RE: '#' in mailto URIs from noah_mendelsohn@us.ibm.com on 2009-10-14 (public-iri@w3.org from October 2009)

From: <noah_mendelsohn@us.ibm.com>
Date: Wed, 14 Oct 2009 17:54:29 -0400
To: Larry Masinter <masinter@adobe.com>
Cc: "Martin J. Dürst" <duerst@it.aoyama.ac.jp>, "jwz@jwz.org" <jwz@jwz.org>, "PUBLIC-IRI@W3.ORG" <PUBLIC-IRI@w3.org>, "Michael A. Puls II" <shadow@shadow2531.com>
Message-ID: <OF1F09B6EC.4F1A679D-ON8525764F.006BDBA2-8525764F.00785B2F@lotus.com>
Martin Dürst wrote:

> The text that I might put in (if we think we need some) is:
> 
>  >>>>
> Note that this specification, like any URI scheme specification, does 
> not define syntax or meaning of a fragment identifier, because these 
> depend on the media type of the retrieved resource. In the currently 
> known usage scenarios, a 'mailto' URI does not serve to retreive a 
> resource with a media type. Therefore, fragment identifiers are 
> meaningless, SHOULD NOT be used on 'mailto' URIs, and SHOULD be ignored 
> upon resolution.
>  >>>>

So, this reminds me of an aspect of RFC 3986 that I find surprising.  It 
says [1] :

>    The fragment identifier component of a URI allows indirect
>    identification of a secondary resource by reference to a primary
>    resource and additional identifying information.  The identified
>    secondary resource may be some portion or subset of the primary
>    resource, some view on representations of the primary resource, or
>    some other resource defined or described by those representations.  A
>    fragment identifier component is indicated by the presence of a
>    number sign ("#") character and terminated by the end of the URI.
> 
>       fragment    = *( pchar / "/" / "?" )
> 
>    The semantics of a fragment identifier are defined by the set of
>    representations that might result from a retrieval action on the
>    primary resource.  The fragment's format and resolution is therefore
>    dependent on the media type [RFC2046] of a potentially retrieved
>    representation, even though such a retrieval is only performed if the
>    URI is dereferenced.  If no such representation exists, then the
>    semantics of the fragment are considered unknown and are effectively
>    unconstrained.  Fragment identifier semantics are independent of the
>    URI scheme and thus cannot be redefined by scheme specifications.

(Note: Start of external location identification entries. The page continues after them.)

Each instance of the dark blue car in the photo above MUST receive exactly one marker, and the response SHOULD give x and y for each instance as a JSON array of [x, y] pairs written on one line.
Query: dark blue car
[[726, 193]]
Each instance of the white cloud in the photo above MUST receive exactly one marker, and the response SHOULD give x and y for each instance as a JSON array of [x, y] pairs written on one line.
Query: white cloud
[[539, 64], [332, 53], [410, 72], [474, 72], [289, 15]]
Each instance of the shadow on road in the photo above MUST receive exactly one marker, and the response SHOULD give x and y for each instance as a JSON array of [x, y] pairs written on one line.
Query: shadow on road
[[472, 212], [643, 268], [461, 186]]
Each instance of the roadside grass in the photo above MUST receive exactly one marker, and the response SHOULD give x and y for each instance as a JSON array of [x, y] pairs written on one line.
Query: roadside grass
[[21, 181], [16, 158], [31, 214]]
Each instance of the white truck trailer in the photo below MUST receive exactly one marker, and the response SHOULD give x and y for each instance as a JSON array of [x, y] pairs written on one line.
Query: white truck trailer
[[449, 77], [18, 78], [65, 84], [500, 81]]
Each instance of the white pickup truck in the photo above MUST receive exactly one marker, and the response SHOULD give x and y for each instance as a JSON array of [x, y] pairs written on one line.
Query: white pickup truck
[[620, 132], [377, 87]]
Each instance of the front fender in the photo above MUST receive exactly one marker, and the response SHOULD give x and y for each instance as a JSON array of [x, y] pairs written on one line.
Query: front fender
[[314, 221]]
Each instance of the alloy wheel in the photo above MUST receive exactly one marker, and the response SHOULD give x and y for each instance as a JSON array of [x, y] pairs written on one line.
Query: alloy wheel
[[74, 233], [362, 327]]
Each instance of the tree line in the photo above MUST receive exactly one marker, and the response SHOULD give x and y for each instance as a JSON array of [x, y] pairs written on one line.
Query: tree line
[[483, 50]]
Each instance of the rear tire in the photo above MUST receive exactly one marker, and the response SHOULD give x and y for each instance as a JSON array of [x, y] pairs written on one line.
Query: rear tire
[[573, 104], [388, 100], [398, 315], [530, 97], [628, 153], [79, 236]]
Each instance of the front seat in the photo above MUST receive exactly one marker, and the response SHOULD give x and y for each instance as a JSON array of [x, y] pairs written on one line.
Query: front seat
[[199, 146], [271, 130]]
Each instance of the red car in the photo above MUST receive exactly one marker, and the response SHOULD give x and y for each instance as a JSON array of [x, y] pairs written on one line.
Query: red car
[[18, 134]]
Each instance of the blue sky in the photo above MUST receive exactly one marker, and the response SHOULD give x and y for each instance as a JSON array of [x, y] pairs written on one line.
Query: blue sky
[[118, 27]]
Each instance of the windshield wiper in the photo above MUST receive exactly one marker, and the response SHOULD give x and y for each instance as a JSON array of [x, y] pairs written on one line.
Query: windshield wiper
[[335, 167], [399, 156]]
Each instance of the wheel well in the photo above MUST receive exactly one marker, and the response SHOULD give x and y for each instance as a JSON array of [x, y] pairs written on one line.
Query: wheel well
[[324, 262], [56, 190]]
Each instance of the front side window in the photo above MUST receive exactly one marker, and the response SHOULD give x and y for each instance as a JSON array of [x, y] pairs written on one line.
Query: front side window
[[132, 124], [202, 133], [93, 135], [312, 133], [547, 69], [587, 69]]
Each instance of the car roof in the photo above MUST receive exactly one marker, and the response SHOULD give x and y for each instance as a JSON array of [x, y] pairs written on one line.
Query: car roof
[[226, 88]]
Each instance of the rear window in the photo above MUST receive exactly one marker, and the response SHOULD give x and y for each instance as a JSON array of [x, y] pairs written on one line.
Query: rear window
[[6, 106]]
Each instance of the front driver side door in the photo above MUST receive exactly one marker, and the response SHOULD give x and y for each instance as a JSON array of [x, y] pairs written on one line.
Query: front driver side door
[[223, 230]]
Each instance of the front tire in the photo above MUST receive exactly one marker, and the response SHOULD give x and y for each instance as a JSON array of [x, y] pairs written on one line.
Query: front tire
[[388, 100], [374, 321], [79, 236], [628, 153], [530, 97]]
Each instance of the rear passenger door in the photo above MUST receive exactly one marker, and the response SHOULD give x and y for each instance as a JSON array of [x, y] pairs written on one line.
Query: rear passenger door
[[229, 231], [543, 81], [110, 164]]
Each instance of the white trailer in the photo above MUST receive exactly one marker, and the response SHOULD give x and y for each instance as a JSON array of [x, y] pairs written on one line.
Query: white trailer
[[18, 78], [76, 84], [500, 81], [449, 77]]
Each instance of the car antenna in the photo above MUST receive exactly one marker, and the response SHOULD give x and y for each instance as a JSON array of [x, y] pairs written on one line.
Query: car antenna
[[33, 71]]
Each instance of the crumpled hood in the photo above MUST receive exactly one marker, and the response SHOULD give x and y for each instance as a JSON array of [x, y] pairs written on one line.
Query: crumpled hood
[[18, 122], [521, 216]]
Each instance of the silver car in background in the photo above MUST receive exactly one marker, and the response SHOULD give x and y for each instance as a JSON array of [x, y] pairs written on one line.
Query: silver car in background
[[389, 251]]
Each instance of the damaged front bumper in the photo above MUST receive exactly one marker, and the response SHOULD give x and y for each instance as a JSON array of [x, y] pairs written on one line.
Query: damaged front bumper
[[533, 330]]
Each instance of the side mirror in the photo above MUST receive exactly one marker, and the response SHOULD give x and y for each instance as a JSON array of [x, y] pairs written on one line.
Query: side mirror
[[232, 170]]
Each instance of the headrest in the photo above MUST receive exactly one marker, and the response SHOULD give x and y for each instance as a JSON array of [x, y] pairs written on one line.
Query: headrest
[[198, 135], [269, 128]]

What surprises me in the above is the specific reference to media types. 
If I hadn't read the above, I would have assumed that the Web worked 
something like this:

* Resources are identified with URIs, each of which has a scheme
* For some such URIs, protocols such as HTTP can be used to retrieve 
representations of the resource
* For the representation to be usable, it will typically be necessary for 
the protocol to convey (explictly or implicitly) the type of each such 
representation.  In the case of HTTP, typing is done using media types 
[RFC 2046], but other protocols may use different typing schemes.

The quote form RFC 3986 seems to imply that media types are the only 
supported typing mechanism for media types, regardless of the protocol 
used for retrieval.  I understand that we are also trying to achieve a 
situation in which fragment identifier resolution is defined with respect 
to the type of the representation, not the URI scheme or retrieval 
protocol.  Still, I would have thought it should say something like:

"The semantics of a fragment identifier are defined by the set of 
representations that might result from a retrieval action on the
primary resource.  The fragment's format and resolution is therefore 
dependent on >the type< of a potentially retrieved representation >(media 
type [RFC2046] in the case of HTTP retrievals)<, even though such a 
retrieval is only performed if the URI is dereferenced.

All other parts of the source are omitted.